Entre los críticos estuvieron los científicos venezolanos Erika
Wagner y Freddy Leal. Ellos vertieron sus objeciones en un artículo del Journal of Tropical Ecology en 1991.
Pero luce poco probable que Brücher se diera por enterado de ellas, porque en
ese mismo 1991 murió asesinado.
Una nota del Diario de Los Andes
de Mendoza (23), titulada INVESTIGAN ASESINATO DEL CIENTÍFICO Y EX OFICIAL
NAZI, reportaba que el martes 17 de diciembre fue encontrado el cuerpo sin vida
de Brücher en su finca de Kondorhuasi. El autor de la nota, un anónimo, habló
con los vecinos del lugar y registró “que nadie escuchó nada. El homicidio se
realizó en horas de la madrugada”. El cadáver fue encontrado por el encargado
de la finca, un empleado de nacionalidad paraguaya, quien dio parte a las
autoridades. El cuerpo se hallaba “con las manos
atadas a la espalda, para lo cual se utilizó una cinta engomada, al igual que
los pies y parte de la cara, lo que le habría provocado la muerte por
asfixia”. Si bien en el local reinaba el
desorden, no parecía producto del registro azorado por parte de los atacantes,
concordaba el reportero con una mujer a la que cita, sino el desorden “propio
de un hombre que vive solo”. Nada de valor faltaba en el inventario paterno,
certificó el hijo, Sven Brücher, venido de Córdoba. Y como de rigor
correspondía, la policía, en persona del subcomisario Ramón Ignacio Ahumada,
anunció que las investigaciones continuarían.
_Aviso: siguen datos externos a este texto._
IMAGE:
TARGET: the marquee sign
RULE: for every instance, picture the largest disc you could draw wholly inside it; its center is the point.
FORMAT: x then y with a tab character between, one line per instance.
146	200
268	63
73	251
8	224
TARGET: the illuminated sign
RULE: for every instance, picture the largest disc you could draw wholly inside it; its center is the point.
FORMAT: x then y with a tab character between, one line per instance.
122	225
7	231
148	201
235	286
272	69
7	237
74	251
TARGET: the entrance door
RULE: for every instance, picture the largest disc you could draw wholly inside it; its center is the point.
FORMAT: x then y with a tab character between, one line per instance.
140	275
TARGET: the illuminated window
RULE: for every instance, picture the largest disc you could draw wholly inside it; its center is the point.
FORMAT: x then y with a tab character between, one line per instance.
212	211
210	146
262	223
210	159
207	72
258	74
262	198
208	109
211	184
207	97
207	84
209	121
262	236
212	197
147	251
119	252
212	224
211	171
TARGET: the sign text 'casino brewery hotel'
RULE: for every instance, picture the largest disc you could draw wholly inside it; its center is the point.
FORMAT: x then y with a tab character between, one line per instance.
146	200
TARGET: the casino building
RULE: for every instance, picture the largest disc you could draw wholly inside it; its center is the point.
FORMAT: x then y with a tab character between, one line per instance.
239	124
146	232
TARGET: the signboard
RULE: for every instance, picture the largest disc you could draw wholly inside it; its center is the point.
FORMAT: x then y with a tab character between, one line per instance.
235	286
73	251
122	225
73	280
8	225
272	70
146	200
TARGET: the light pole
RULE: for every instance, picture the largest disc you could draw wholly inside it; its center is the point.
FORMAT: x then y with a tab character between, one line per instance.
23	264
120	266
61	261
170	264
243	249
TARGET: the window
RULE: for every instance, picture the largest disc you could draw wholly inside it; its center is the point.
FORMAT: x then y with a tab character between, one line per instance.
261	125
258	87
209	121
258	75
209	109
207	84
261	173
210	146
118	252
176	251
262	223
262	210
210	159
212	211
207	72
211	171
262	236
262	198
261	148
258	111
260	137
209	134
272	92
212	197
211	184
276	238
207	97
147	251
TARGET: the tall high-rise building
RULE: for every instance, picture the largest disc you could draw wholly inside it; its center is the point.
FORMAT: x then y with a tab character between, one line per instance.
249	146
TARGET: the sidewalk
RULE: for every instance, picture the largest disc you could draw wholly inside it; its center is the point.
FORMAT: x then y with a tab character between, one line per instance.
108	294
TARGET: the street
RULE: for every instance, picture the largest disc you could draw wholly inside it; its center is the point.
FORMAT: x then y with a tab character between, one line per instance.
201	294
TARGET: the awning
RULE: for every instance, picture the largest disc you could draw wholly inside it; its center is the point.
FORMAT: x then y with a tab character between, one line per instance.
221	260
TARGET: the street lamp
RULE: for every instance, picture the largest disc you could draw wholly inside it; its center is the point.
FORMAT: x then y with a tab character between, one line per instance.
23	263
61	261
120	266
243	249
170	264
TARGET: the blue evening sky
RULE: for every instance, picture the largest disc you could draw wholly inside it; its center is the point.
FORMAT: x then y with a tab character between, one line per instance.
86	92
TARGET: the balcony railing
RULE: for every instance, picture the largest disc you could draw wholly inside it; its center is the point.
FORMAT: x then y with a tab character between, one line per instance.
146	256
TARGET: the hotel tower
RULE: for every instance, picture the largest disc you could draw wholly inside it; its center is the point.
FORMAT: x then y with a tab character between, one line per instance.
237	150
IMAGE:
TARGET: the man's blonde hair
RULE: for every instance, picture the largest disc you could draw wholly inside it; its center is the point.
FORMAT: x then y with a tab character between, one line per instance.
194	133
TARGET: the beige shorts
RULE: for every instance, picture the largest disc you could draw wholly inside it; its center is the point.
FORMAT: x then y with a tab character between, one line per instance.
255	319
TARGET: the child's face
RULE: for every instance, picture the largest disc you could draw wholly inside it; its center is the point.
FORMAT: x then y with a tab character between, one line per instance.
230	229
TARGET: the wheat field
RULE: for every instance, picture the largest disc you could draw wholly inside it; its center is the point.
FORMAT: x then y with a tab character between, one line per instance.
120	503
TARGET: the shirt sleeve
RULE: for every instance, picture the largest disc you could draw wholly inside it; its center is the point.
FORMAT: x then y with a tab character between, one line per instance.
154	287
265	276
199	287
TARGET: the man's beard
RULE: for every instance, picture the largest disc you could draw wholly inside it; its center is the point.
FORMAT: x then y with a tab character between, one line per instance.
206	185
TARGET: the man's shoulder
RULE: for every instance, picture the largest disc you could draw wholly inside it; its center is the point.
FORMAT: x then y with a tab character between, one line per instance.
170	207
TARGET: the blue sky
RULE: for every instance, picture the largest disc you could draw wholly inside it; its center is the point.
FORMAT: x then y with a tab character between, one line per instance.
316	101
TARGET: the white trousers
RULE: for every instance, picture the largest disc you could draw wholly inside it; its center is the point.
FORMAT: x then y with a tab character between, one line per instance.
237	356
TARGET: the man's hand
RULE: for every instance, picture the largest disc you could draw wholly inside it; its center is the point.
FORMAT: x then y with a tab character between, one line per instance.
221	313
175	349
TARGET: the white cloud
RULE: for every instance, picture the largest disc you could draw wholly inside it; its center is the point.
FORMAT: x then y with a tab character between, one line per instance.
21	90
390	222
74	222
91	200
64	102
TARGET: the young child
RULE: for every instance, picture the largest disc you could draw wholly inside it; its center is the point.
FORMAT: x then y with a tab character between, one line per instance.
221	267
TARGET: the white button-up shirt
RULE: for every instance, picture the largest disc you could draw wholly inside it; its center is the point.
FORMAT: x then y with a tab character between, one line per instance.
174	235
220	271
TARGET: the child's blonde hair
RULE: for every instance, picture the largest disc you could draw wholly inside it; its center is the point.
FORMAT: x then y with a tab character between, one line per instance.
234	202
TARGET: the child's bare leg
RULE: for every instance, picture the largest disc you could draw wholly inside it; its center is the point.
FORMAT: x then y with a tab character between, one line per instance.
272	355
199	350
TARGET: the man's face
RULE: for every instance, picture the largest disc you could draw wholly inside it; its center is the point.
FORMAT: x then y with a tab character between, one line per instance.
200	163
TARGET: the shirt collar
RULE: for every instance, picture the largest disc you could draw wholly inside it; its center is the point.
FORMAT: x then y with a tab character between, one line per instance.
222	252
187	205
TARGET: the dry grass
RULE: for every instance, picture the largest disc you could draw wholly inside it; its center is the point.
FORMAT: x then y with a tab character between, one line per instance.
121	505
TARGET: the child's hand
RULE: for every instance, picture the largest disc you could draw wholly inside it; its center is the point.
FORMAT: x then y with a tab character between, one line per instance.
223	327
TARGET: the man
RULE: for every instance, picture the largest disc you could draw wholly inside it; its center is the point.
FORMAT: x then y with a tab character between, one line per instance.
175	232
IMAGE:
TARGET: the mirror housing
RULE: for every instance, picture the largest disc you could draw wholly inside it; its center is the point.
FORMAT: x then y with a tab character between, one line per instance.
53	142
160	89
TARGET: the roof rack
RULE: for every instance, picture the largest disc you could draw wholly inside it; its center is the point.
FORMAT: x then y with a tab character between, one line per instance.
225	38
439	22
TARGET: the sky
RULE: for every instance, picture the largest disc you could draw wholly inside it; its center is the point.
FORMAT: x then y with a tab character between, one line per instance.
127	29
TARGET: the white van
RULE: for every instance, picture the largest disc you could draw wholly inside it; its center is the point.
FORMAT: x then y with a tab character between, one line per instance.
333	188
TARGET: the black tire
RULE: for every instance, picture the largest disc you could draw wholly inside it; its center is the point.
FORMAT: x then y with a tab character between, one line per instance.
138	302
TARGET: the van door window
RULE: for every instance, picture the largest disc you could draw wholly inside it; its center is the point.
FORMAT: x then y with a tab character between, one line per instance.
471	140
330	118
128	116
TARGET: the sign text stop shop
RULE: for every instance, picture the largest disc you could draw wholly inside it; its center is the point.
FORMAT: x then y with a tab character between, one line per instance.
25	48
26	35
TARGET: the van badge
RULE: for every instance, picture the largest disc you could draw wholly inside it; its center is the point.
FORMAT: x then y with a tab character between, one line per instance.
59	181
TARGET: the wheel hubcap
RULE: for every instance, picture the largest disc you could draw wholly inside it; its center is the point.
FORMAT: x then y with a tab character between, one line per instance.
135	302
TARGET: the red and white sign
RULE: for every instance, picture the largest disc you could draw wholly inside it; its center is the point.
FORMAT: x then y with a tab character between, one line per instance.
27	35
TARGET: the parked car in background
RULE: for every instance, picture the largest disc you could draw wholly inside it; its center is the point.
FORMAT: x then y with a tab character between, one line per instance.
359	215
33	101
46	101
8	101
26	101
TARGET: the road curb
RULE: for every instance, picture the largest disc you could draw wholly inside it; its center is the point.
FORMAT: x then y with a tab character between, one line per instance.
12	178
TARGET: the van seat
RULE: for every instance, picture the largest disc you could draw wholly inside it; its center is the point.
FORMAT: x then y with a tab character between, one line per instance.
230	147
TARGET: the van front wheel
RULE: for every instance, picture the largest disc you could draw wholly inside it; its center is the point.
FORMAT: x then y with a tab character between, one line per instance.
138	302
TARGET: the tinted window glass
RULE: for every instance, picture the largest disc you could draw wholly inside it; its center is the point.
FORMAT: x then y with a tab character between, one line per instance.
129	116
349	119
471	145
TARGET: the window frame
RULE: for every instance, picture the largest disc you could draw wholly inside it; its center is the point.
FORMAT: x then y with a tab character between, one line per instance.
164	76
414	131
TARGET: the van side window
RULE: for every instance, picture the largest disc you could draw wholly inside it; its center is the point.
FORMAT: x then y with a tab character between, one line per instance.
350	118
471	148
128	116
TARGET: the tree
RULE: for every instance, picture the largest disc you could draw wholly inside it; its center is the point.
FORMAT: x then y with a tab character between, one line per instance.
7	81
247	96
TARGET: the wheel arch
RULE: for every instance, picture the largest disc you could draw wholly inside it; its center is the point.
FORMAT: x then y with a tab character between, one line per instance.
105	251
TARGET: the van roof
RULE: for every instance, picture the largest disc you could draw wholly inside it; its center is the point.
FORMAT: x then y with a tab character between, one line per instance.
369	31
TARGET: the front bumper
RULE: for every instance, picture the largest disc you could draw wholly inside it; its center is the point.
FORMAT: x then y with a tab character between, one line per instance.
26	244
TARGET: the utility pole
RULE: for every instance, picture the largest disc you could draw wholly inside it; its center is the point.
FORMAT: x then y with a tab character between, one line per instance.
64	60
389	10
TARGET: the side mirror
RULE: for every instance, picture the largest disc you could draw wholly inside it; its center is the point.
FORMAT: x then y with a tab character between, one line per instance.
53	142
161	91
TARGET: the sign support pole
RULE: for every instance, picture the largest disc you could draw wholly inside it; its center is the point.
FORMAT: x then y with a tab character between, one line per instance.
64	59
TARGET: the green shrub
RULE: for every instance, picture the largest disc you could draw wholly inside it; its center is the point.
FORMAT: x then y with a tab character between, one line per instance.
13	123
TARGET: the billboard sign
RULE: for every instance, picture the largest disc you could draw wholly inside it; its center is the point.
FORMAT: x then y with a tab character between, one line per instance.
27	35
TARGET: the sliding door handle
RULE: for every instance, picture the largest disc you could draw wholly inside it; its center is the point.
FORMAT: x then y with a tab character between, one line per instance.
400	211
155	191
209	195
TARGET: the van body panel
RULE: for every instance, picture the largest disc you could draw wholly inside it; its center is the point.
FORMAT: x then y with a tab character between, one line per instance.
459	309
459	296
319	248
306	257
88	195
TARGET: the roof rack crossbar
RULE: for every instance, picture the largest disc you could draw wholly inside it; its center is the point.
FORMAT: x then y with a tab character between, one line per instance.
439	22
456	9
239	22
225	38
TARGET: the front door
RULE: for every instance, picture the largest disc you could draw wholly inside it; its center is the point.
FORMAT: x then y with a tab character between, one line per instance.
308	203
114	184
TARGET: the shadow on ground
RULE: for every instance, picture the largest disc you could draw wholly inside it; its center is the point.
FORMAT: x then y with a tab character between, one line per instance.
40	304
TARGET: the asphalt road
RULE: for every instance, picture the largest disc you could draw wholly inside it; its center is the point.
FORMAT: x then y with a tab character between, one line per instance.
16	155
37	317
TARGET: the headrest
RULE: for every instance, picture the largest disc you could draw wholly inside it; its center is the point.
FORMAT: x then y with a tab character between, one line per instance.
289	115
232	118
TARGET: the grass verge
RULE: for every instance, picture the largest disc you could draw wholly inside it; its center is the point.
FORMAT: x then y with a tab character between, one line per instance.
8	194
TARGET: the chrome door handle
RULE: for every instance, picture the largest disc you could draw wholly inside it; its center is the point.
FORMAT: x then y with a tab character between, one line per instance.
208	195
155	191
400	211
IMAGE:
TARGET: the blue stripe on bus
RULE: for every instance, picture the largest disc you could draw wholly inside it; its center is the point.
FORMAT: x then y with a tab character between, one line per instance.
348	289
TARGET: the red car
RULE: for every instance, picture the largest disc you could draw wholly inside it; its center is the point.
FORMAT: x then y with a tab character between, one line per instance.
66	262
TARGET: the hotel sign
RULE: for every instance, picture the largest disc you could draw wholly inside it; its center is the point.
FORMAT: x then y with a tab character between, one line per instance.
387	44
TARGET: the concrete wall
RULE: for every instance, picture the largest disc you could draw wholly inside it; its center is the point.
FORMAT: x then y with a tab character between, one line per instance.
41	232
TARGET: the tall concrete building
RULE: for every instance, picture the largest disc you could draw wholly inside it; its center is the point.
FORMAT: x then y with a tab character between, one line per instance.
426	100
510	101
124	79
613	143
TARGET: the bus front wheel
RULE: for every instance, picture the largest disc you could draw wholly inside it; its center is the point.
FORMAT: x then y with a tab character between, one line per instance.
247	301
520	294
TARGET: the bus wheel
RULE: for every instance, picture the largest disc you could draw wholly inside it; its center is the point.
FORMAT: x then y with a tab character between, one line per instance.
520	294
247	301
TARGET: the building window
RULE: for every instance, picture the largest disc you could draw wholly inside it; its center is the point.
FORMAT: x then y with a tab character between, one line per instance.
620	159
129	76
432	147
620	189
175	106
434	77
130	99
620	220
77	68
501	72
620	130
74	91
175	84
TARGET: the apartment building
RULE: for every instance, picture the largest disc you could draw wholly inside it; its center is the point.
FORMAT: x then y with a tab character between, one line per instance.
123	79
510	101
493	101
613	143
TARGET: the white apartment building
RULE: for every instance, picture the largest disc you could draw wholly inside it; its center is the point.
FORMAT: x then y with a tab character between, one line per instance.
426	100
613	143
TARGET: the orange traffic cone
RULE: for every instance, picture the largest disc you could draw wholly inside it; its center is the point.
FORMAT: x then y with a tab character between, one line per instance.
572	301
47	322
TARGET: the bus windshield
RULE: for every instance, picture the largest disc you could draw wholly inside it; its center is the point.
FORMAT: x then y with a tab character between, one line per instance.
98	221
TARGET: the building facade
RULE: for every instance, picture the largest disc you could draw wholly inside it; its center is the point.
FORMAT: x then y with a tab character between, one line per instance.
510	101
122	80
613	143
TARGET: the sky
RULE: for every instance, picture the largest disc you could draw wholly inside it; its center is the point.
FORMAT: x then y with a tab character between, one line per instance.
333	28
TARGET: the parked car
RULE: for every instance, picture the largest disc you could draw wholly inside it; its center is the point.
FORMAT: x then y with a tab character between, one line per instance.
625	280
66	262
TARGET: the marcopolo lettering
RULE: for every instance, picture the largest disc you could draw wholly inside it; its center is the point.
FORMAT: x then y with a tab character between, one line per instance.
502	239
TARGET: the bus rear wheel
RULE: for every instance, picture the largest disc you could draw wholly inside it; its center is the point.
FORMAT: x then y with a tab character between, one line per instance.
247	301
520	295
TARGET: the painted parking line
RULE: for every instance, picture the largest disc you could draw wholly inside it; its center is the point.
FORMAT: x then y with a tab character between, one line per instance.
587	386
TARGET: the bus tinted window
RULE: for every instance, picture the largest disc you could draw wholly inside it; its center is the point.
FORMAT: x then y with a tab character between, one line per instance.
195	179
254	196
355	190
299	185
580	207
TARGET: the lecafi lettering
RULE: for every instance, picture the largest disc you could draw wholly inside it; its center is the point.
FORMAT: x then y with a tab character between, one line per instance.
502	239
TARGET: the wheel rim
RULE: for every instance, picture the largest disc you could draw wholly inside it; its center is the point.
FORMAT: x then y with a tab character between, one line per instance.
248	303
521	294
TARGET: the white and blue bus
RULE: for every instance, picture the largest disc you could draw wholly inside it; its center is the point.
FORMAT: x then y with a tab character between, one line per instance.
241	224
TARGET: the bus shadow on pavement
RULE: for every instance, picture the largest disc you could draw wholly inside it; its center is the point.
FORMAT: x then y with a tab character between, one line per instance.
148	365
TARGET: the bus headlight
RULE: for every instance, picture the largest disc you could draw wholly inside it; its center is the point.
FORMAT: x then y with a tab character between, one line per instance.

Pero el caso nunca tendría resolución. En
diciembre de 2008, 17mo aniversario del crimen, una nota del mismo diario (24),
con el vendedor título de EL EXTRAÑO CASO DEL BIÓLOGO DE ADOLF HITLER y la
firma de la reportera Marianna Guzzante, se preguntaba: “¿Qué pasó esa noche en
Cóndor Huasi (sic)?”.
Ante la falta de respuestas, que perdura
hasta hoy, algunos creyeron ver en el hecho las firmas del secreto israelí Mossad
o de la KGB soviética. La pista más sólida, no obstante, la brindó David Gade,
desde la Universidad de Vermont. Durante sus últimos meses de vida, Brücher se
ufanaba de la delicada investigación en la que trabajaba. Ufanar: el verbo no
es gratuito. Iracundo y audaz, la desfachatez acompañaba también al ex oficial
de la SS. Un ejemplo menor de esa característica, pero que la ilustra al
detalle, lo tenemos en un papel científico que publicó en 1988. Sin
ningún reparo usa para el texto, escrito en alemán, un epígrafe en inglés: “We shall go to the pyre, we shall burn, but
we shall not renounce our conviction” (“Iremos a la hoguera, arderemos,
pero no renunciaremos a nuestra convicción”). La cita es de Nikolai Vavilov, el
hombre de cuyo trabajo se había aprovechado, y al que quizás en secreto
admiraba.
Según Gade, Brücher le aseguraba en sus
últimas correspondencias que investigaba sobre el uso de una enfermedad viral,
la Estalla, como agente para una
guerra biológica; para más señas, una guerra biológica contra la coca. De
hecho, el agente activo de la Estalla,
el Fusarium exysporum f. sp. Erythroxyli fue aislado de hojas de
plantas muertes de coca. Con escasa precaución, Brücher dejaba saber a quien se
lo preguntara sobre su trabajo para hacer de la Estalla un producto que pudiera propagarse entre las plantaciones
de coca de toda Sudamérica para exterminarlas, sin afectar a otras plantas
anexas. Era el sueño dorado de la DEA (Drug
Enforcement Administration) en Estados Unidos para su arsenal de recursos
contra el tráfico de drogas. Pero la muerte detuvo los progresos de Brücher en
el laboratorio. Tal vez el narcotráfico había buscado una forma eficaz de
proteger su negocio.
La
culpa como epílogo
La entrevista de Liesselotte Zettler de
Vareschi que se cita –cuando no se trata de extractos de sus memorias, Ahora escribo con plumas de loro- a lo
largo de este reportaje, no se suponía que fuera con ella. Frágil a sus 94 años
de edad, se había excusado de asistir a un homenaje para su esposo en diciembre
de 2011 en la Asociación Cultural Humboldt (ACH) de Caracas, cuando también se
presentó la nueva edición de su libro Ahora escribo.... En su lugar, prefirió enviar un evocador
video de salutación.
La cita era con Peter Vareschi, el hijo
de ambos, diseñador gráfico y artista. Sería en Tepuy, el proyecto de autoconstrucción de los años 50 cerca del
Valle de Sartenejas, que hoy luce como una cabaña de muros blancos, asediada
por el avance de la vegetación tropical. En la sala donde Peter me recibe,
fotos y libros de Volkmar Vareschi enseñan los efectos del paso de tiempo.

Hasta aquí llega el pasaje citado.